Es ist nicht so, dass du moralisch überlegen bist, nur weil du die Pflicht dem Vergnügen vorgezogen hast.“
Seine Worte trafen sie mit unerwarteter Schärfe, und für einen Moment war Valeria sprachlos. Sie öffnete den Mund, um zu antworten, aber es kam nichts heraus. Was konnte sie sagen? Sie hatte immer an Pflicht geglaubt – an Ehre, Verantwortung und das Gewicht des Erbes ihrer Familie. Das war es, was sie ausmachte. Aber Lucavions unbeschwerte Lebensphilosophie stellte sie auf eine Weise in Frage, die sie verunsicherte.
Was, wenn er Recht hatte, zumindest auf seine Weise?
Die Stille zwischen ihnen war schwer, voller unausgesprochener Gedanken. Valeria presste die Kiefer aufeinander und suchte nach einer Gegenargument, aber egal, wie sehr sie sich auch bemühte, ihr fiel nichts ein. Was, wenn sie ihn nicht beurteilen konnte?

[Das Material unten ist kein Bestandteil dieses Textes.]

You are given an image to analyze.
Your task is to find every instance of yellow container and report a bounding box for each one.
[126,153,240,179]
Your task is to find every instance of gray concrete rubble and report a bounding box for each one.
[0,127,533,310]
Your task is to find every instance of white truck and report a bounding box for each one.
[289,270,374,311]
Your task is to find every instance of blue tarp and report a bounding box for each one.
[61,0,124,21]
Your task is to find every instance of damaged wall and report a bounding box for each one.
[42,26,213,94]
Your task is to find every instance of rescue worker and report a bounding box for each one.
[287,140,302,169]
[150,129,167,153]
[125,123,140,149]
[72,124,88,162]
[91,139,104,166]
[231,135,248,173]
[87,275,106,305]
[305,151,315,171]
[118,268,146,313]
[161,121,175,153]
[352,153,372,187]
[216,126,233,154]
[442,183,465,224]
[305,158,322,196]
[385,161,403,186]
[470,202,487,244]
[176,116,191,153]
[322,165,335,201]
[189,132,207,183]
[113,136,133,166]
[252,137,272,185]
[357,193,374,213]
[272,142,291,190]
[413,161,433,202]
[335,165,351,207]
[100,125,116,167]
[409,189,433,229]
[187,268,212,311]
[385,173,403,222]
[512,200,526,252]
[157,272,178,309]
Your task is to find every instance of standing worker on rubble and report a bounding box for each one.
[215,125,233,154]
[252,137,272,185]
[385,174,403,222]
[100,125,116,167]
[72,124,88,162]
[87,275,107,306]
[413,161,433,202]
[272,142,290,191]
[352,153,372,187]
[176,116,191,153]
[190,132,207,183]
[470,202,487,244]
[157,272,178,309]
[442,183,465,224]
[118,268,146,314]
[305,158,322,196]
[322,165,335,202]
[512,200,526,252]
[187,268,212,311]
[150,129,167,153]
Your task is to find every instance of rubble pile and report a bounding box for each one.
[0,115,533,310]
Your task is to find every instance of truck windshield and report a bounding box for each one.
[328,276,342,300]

Was, wenn beide Wege – das Leben in Pflicht und das Leben in Freiheit – gleichwertig waren?
Lucavion musste ihre innere Zerrissenheit gespürt haben, denn er beugte sich leicht vor und sprach jetzt leiser, fast sanft. „Siehst du? Du denkst immer zu viel über alles nach. Vielleicht musst du das nicht gleich jetzt herausfinden.“
Valeria schwieg, den Blick nach vorne gerichtet, ohne ihm in die Augen zu sehen. Sie war noch nicht bereit zuzugeben, dass seine Worte sie getroffen hatten. Noch nicht.